An integrated approach to the empirical application of dynamic optimization programming models, for students and researchers. This book is an effective, concise text for students and researchers that combines the tools of dynamic programming with numerical techniques and simulation-based econometric methods. Doing so, it bridges the traditional gap between theoretical and empirical research and offers an integrated framework for studying applied problems in macroeconomics and microeconomics. In part I the authors first review the formal theory of dynamic optimization; they then present the numerical tools and econometric techniques necessary to evaluate the theoretical models. In language accessible to a reader with a limited background in econometrics, they explain most of the methods used in applied dynamic research today, from the estimation of probability in a coin flip to a complicated nonlinear stochastic structural model.
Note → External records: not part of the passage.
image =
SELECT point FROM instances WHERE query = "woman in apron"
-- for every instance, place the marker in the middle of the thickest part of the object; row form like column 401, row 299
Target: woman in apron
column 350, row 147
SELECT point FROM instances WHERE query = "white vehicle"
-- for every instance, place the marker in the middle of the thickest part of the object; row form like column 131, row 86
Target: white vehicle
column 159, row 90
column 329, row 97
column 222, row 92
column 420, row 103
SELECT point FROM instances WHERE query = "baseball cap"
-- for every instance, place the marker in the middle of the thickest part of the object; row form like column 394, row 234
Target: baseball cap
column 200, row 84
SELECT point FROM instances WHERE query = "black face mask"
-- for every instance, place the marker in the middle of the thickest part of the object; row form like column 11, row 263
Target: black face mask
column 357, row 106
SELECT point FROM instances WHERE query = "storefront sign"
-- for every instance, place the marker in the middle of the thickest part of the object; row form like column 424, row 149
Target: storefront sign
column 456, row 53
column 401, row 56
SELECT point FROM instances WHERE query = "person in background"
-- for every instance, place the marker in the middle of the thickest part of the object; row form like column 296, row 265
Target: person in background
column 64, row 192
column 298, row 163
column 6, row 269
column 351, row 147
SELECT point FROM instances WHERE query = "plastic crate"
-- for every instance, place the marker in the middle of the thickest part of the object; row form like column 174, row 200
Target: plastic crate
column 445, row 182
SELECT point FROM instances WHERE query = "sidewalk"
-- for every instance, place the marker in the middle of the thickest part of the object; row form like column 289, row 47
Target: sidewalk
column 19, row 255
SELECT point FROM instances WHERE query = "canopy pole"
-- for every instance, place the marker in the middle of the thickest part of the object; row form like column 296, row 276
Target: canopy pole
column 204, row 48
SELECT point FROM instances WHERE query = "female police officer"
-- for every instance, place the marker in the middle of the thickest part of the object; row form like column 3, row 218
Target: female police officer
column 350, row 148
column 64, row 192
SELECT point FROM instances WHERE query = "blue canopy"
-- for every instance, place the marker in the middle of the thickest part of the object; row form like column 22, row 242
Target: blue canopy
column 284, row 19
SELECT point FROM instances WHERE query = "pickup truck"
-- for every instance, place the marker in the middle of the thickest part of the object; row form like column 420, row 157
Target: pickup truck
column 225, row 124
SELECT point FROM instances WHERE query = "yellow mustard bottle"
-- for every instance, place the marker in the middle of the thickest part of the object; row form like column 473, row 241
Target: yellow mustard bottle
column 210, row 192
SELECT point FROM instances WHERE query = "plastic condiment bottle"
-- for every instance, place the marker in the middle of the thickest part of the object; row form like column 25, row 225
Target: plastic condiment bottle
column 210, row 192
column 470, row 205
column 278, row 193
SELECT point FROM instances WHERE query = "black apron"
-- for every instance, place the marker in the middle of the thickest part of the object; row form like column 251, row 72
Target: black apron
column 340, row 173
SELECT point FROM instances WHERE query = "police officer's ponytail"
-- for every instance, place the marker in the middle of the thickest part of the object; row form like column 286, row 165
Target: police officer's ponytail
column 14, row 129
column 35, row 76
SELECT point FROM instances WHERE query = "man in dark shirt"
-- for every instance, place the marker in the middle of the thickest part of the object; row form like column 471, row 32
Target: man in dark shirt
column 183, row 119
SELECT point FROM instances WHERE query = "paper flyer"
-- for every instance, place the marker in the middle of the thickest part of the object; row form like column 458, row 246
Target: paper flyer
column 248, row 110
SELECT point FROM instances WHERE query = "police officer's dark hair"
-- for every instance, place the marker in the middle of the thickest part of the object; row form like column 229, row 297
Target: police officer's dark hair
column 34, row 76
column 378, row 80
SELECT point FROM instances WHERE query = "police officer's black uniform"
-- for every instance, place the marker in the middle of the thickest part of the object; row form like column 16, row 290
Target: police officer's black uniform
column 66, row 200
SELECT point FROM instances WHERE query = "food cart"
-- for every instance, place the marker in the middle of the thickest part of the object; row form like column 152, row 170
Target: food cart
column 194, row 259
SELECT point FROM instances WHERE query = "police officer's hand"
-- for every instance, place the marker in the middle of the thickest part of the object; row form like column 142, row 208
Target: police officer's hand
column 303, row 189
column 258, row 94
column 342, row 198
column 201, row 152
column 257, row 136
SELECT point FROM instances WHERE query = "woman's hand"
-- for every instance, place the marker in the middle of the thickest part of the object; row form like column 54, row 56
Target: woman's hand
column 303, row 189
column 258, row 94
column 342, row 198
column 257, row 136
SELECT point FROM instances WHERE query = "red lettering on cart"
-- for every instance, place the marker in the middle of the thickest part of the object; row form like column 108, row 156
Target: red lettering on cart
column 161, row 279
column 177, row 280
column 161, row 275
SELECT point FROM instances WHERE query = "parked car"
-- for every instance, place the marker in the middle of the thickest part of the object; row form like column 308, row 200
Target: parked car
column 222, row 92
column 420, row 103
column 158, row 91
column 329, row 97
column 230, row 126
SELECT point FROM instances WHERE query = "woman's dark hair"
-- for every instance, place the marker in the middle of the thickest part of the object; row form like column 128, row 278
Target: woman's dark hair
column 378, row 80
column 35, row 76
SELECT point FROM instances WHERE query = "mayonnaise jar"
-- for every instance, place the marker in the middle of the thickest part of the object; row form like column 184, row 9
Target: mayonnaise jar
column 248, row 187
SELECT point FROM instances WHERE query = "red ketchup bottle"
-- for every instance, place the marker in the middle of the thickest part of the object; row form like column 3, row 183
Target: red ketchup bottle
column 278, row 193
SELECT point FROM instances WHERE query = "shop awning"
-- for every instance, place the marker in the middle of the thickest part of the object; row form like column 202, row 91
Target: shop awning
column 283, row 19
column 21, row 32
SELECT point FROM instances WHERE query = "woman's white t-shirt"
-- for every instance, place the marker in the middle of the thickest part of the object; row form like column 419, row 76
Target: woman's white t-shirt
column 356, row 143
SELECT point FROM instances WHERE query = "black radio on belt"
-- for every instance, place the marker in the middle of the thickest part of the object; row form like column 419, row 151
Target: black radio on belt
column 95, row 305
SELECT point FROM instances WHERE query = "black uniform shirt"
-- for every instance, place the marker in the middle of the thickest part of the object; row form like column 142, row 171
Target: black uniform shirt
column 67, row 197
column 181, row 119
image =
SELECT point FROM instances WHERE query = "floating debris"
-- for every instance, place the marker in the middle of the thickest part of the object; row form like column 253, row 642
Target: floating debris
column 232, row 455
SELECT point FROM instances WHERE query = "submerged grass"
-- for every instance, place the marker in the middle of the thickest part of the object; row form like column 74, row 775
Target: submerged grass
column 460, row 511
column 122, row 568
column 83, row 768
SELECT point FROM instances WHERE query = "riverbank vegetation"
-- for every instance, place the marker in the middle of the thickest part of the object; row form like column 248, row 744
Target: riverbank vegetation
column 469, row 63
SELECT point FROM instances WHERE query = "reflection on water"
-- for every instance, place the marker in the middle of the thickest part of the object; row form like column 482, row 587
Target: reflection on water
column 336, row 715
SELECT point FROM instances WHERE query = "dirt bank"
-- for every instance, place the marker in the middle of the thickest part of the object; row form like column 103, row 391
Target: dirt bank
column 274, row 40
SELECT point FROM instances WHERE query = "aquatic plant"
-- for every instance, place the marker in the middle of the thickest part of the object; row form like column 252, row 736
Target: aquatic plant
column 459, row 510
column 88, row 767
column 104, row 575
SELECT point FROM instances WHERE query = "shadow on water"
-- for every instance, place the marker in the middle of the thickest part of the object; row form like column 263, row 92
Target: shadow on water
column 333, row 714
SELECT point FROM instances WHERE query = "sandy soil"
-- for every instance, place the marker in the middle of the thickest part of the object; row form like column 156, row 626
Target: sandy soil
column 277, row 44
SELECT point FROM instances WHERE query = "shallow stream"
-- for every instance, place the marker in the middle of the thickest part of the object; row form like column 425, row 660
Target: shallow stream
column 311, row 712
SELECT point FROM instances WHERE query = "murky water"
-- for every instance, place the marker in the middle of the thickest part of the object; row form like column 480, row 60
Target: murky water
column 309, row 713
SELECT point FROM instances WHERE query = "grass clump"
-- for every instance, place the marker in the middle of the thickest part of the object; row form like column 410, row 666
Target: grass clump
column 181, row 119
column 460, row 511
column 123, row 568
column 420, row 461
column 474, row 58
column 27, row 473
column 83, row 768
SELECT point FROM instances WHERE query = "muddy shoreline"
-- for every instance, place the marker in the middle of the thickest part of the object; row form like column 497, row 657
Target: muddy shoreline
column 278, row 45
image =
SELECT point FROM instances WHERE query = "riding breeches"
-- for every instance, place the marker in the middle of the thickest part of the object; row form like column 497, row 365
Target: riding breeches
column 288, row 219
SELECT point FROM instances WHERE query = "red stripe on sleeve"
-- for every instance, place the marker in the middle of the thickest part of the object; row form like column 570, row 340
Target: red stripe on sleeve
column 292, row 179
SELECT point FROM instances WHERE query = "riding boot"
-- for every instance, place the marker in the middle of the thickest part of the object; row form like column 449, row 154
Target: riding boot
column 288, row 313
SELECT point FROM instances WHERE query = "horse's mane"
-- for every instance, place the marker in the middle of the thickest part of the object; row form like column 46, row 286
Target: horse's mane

These econometric techniques provide the final link between the dynamic programming problem and data. Part II is devoted to the application of dynamic programming to specific areas of applied economics, including the study of business cycles, consumption, and investment behavior. In each instance the authors present the specific optimization problem as a dynamic programming problem, characterize the optimal policy functions, estimate the parameters, and use models for policy evaluation. The original contribution of Dynamic Economics: Quantitative Methods and Applications lies in the integrated approach to the empirical application of dynamic optimization programming models. This integration shows that empirical applications actually complement the underlying theory of optimization, while dynamic programming problems provide needed structure for estimation and policy evaluation.